La collocazione politica attuale dell'IdV è nel centrosinistra. Qui per politica intendo in senso stretto il sistema di alleanze. Di Pietro è sempre stato però un membro riluttante della coalizione. Nel 2001 andò alle elezioni da solo anche per la parte uninominale sia alla camera sia al senato, aiutando in modo determinante la vittoria del centrodestra. D'altra parte, nel 2006 e nel 2008 è stato membro organico dell'alleanza di centrosinistra alle elezioni politiche ed è quasi ovunque alleato al centrosinistra negli enti locali. Ora la situazione è fluida. Quando si è all'opposizione i vincoli di coalizione contano poco e ciascun partito ha interesse ad acquisire visibilità e sottrarre consensi ai propri alleati, che è esattamente quello che Di Pietro cerca di fare costantemente e che farebbe anche il PD se funzionasse come un partito vero e non fosse occupato nelle lotte intestine. Visto che il sistema elettorale resterà quello che è, al momento mi pare che la previsione più sensata sia che alle prossime elezioni PD e IdV  (e probabilmente qualcun altro) si presenteranno coalizzati. Questo a meno che non decidano che tanto perderanno comunque, nel qual caso potrebbero andare separati.
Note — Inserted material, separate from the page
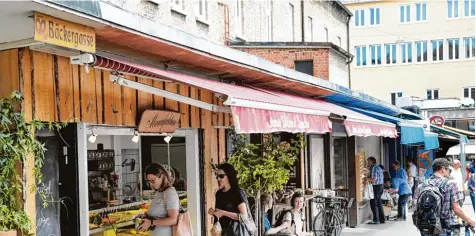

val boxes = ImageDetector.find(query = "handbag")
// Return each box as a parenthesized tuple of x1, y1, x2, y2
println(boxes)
(233, 189, 257, 236)
(163, 187, 193, 236)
La collocazione ideologica del partito è fluida. Come ho cercato di spiegare nell'articolo, al momento nell'IdV c'è un po' di tutto e sulla politica economica ci sono un sacco di aree di ambiguità. Lascio poi da parte la vexata questio di cosa significhi essere di destra e di sinistra, cosa su cui ho zero certezze, che sennó facciamo notte e non ci leviamo più le gambe.

L'elettorato.

È senza ambiguità di centrosinistra, almeno allo stato attuale. Nelle ultime elezioni europee l'IdV è stata chiaramente la maggiore beneficiaria dei flussi in uscita dal PD. Questo si vede un po' ''a occhio nudo'', semplicemente guardando alle percentuali della somma PD+IdV+Radicali. Ma se vuoi un'analisi più sofisticata ti puoi guardare questa pubblicazione dell'Istituto Cattaneo. Il pezzo di Facci riportato nel post suggerisce che l'IdV abbia potenzialità di espansione oltre il tradizionale elettorato del centrosinistra. Anche la sua eterogenea collocazione sociale ed ideologica suggerisce che questo sia possibile. Però al momento questa espansione oltre il centrosinistra non si è materializzata. Se si materializzerà in futuro dipende, tra le altre cose, dalle decisioni che il partito prenderà.